From the Wretched of the Earth to the Defe ce of the West: An Essay on Left Disenchantment in France
Abstract
Just over a decade ago, the French Left was full of enthusiasm about the Third World. Progressive intellectuals believed that the Third World's struggle against imperialism and neo-colonialism was a world-wide struggle and that its liberation would signal the world revolution. The 'proletarian nations' which had for so long been excluded from a history that went against them, had now entered history in spectacular fashion and taken the torch from the 'bourgeoisified' working classes of the industrialized world, from classes which had been seduced by the delights of 'consumer society' and betrayed their mission of emancipation.

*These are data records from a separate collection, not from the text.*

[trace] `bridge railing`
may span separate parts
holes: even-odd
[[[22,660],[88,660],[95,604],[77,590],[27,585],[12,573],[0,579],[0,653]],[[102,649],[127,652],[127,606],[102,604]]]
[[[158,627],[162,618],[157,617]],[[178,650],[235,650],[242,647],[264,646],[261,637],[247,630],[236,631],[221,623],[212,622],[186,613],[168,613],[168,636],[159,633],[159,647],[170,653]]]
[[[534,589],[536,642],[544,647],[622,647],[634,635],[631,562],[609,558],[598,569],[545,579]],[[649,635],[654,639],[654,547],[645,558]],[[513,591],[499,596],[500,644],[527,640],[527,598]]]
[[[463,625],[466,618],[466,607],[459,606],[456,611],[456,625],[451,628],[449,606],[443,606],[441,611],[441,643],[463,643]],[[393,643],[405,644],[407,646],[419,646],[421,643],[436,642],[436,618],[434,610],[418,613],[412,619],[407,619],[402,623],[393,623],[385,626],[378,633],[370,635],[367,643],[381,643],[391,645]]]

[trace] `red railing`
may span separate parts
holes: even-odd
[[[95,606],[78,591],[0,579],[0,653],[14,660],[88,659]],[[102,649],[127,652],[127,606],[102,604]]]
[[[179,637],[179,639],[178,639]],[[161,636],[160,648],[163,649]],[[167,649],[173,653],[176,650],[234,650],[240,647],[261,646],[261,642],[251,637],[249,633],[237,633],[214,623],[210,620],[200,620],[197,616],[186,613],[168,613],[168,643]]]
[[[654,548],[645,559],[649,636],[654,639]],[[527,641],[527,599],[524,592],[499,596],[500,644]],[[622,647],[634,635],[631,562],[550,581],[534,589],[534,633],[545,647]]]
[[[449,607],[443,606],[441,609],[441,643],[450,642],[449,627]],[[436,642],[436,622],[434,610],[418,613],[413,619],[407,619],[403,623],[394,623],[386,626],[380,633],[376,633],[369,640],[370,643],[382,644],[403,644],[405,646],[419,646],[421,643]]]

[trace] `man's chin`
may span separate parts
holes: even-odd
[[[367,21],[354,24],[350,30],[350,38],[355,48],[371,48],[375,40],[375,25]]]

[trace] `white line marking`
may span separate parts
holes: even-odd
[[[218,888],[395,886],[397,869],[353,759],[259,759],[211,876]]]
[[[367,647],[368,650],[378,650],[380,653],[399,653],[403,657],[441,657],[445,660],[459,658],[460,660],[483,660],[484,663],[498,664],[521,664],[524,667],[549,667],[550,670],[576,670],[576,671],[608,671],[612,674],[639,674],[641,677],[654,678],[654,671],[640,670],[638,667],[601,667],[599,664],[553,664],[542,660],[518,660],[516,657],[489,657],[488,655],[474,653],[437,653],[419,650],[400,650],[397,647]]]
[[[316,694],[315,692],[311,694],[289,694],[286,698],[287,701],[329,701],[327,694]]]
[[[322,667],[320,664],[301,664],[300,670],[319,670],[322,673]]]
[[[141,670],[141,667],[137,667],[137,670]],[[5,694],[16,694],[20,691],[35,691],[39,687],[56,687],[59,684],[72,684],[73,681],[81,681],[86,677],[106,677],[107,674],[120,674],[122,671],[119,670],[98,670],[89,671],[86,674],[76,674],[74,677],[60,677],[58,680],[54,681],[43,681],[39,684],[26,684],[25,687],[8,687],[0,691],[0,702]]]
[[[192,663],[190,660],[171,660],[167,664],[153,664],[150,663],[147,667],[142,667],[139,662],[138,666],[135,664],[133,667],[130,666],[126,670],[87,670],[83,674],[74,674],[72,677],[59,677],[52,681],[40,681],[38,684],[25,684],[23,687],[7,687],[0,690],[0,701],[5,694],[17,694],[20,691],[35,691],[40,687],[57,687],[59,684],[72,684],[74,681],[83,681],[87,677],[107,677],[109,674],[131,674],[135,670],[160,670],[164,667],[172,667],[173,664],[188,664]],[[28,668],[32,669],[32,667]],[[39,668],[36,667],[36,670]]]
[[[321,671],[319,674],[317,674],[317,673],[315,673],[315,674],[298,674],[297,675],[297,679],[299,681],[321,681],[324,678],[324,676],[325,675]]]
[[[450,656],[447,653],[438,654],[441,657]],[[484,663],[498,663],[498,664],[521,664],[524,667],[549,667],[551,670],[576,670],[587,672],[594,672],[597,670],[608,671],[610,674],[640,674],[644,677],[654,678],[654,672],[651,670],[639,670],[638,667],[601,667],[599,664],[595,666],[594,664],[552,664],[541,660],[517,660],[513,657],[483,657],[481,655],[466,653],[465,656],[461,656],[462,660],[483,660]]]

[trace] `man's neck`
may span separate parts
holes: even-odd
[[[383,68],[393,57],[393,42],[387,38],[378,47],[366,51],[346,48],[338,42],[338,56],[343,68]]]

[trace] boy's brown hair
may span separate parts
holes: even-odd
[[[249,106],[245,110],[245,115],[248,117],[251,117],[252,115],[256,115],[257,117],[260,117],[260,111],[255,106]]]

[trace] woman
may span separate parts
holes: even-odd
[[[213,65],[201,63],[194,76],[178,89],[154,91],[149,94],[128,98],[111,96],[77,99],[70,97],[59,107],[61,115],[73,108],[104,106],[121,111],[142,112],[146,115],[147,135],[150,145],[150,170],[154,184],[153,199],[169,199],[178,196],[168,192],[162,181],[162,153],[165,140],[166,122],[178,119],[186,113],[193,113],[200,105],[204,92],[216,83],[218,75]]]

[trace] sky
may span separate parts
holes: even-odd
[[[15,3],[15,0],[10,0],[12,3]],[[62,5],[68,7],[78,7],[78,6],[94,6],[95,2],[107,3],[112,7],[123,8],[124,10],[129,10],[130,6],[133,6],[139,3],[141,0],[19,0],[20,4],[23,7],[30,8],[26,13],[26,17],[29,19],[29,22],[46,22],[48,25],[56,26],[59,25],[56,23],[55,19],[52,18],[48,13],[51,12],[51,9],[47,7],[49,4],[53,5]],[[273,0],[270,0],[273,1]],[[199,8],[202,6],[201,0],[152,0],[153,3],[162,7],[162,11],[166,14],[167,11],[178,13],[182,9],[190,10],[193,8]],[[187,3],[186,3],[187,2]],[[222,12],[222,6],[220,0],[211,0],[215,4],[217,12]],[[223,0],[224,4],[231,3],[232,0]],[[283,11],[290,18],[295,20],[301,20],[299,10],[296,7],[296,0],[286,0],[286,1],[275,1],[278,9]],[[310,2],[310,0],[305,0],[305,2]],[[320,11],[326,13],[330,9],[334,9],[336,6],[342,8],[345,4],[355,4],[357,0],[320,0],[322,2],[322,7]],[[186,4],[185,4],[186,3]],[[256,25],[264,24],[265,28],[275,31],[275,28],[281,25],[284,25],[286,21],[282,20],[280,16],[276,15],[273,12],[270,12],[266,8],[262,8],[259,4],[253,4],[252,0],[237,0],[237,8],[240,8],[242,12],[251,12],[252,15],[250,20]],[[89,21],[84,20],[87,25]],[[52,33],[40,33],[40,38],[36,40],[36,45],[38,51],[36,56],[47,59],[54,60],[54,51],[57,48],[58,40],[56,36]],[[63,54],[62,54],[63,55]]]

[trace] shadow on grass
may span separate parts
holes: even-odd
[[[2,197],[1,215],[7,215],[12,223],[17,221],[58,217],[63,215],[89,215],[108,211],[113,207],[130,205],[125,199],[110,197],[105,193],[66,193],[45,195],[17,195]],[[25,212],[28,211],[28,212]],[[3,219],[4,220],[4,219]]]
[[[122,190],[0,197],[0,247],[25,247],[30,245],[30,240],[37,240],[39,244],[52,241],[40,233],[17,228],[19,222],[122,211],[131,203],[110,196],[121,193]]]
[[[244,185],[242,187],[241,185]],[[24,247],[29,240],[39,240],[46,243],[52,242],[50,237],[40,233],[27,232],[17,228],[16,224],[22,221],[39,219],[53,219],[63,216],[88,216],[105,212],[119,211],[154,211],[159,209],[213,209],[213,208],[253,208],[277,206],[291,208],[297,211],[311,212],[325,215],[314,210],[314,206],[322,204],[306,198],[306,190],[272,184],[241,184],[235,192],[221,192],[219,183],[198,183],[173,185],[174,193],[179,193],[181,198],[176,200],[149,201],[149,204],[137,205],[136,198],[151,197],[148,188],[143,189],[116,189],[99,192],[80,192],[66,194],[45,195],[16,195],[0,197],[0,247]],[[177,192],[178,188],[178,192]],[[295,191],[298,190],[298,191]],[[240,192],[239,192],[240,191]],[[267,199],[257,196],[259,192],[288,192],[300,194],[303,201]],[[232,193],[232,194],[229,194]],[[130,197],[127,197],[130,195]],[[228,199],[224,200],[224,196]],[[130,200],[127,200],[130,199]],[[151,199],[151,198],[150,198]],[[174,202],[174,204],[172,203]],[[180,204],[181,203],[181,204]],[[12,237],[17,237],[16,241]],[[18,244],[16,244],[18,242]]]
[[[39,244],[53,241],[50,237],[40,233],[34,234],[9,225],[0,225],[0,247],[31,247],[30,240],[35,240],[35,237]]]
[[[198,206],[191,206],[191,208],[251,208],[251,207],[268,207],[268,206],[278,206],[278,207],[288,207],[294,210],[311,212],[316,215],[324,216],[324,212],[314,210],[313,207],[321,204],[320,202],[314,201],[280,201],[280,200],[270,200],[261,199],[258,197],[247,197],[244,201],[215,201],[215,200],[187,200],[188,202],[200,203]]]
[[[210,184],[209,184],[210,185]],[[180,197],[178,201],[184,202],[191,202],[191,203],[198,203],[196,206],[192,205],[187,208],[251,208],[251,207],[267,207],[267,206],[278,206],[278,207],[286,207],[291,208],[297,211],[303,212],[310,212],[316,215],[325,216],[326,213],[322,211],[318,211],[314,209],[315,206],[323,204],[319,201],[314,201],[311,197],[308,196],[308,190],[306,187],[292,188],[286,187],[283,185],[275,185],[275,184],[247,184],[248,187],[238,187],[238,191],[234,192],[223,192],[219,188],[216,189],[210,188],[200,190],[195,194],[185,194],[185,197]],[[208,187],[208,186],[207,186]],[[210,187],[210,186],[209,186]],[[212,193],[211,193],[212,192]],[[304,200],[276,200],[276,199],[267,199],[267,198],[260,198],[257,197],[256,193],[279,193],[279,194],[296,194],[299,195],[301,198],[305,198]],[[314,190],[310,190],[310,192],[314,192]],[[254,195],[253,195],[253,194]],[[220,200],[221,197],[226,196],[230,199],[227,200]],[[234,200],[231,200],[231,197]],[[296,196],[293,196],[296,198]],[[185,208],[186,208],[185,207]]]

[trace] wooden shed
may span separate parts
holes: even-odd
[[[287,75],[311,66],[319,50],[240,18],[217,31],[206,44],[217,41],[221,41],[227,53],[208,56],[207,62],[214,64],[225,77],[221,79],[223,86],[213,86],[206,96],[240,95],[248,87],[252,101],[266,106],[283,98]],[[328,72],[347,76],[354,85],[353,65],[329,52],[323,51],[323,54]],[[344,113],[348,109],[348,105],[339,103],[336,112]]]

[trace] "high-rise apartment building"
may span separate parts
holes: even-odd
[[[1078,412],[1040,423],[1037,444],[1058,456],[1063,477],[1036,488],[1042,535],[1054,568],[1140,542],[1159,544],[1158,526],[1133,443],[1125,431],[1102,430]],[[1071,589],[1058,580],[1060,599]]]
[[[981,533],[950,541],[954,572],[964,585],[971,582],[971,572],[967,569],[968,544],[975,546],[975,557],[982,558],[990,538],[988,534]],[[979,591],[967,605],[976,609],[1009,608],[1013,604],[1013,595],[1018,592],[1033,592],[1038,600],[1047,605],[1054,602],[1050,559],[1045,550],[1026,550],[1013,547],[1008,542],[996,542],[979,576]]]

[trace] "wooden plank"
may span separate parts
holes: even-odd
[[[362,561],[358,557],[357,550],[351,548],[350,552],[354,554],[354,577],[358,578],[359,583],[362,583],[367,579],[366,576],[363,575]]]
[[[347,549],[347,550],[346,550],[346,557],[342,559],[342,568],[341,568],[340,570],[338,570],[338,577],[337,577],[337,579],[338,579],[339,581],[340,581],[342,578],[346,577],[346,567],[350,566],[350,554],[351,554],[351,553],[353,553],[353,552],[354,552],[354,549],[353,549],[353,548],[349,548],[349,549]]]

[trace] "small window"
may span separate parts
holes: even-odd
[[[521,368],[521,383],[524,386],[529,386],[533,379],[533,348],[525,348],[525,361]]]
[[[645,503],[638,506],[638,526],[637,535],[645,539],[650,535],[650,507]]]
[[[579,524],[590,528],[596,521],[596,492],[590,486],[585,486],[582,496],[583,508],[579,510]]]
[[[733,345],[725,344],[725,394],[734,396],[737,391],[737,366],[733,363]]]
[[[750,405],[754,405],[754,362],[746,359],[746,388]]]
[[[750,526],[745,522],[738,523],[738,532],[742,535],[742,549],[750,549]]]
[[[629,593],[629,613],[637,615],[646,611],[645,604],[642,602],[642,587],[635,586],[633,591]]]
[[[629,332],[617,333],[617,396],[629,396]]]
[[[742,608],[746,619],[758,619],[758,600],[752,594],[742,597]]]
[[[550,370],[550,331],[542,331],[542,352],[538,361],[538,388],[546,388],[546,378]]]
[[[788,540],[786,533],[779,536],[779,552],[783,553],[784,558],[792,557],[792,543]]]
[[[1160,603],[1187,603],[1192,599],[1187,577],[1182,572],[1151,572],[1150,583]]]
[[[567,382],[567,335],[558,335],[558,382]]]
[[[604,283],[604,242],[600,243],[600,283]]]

According to the self-styled Marxist theoreticians of the Latin Quarter, the epicentre of political revolution had shifted from Europe to the 'storm zone' and it would not be long before a tidal wave would flood the Old World and sweep away a system of exploitation which had had its day. Major feats of arms appeared to justify this prophetic messianism: Dien Bien Phu, the 1968 Tet offensive in Vietnam, the triumphal entry of the barbudos of the Sierra Maestra into Havana. An incandescently lyrical and militant literature set alight the imagination of French academics and journalists and artists of the French Left. The writings of Frantz Fanon, Che Guevara and Mao Tse Tung were sparks starting prairie fires in the small world of Parisian publishing and journalism; Sartre's preface to The Wretched of the Earth is a typical example.